From 9f52ebbf68dbfab1bd018fb22ca1fd4dd57f944b Mon Sep 17 00:00:00 2001
From: Eric Kao <ekcs.openstack@gmail.com>
Date: Wed, 22 Mar 2017 16:34:11 -0700
Subject: [PATCH] Pad positional args up to required number

Pad positional args in rules up to number required by schema.

The eliminate_column_references methods are slightly extended
to also pad positional arguments even when no column refs
are present.

The change makes it so that adding new data columns (to the right
of existing ones)  in datasource drivers do not break existing
policy rules.

For example,
nova:flavors(x) is automatically expanded to something like
nova:flavors(x, _x1, _x2, _x3), just like if the input was
nova:flavors(id=x). The behavior is consistent with that of
optional parameters Python and C++.

We discussed on IRC how to keep backward compatibility with existing
policy rules when we add new information to data source drivers.
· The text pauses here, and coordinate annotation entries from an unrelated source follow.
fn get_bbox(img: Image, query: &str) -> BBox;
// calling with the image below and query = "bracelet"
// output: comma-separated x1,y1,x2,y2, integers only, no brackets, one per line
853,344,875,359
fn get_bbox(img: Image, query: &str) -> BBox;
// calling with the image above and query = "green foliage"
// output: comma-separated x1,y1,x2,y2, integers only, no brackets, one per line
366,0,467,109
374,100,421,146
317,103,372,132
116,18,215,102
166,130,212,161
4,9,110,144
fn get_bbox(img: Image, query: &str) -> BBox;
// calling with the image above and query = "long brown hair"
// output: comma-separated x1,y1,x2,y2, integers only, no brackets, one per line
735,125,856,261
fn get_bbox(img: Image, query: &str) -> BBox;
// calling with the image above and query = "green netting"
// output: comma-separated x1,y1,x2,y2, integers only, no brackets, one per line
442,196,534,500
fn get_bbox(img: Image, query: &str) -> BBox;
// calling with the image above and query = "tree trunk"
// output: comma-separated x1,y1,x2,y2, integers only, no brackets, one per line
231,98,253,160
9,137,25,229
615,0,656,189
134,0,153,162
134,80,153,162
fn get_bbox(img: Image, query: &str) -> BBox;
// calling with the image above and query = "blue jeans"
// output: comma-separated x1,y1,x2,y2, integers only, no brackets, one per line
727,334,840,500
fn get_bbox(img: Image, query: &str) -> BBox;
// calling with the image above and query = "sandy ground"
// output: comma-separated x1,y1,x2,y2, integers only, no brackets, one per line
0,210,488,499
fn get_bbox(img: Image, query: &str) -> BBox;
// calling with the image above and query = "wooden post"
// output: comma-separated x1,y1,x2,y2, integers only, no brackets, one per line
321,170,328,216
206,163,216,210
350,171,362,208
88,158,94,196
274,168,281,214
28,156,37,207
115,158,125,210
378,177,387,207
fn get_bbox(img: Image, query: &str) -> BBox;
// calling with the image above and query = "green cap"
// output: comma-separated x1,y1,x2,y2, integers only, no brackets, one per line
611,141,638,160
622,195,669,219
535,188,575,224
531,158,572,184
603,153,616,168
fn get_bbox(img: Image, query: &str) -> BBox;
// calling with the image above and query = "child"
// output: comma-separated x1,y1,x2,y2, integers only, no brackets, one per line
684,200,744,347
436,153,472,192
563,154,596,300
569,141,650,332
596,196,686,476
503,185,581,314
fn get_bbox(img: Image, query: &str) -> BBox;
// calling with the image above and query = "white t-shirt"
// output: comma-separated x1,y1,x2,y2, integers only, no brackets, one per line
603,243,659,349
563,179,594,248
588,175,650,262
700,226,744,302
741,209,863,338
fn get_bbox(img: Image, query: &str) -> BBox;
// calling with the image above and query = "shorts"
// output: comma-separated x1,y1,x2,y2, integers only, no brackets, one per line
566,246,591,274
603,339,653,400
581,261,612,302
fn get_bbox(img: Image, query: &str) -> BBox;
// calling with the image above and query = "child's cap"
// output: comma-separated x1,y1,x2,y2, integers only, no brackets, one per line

There was some agreement that versioning the schema was the most
complete solution, as it allows for the removal of tables/columns as
well as additions.

But even with the adoption explicit versioning, the allowance for too
few positional arguments is still a great convenience for deployers
because it makes the adding of data columns a backward compatible
version change rather than a backward incompatible version change.
That is, the deployer can take advantage of the new data columns in
new policy, without having to rewrite all the existing policy.

Related-Bug: 1674537

Change-Id: Iac817f0a5c6dbb8c94804097d84f9541e1f22b1e
---
 congress/datalog/compile.py             | 179 +++++++++++++-----------
 congress/policy_engines/agnostic.py     |  16 ++-
 congress/tests/datalog/test_compiler.py |  97 ++++++++++++-
 3 files changed, 197 insertions(+), 95 deletions(-)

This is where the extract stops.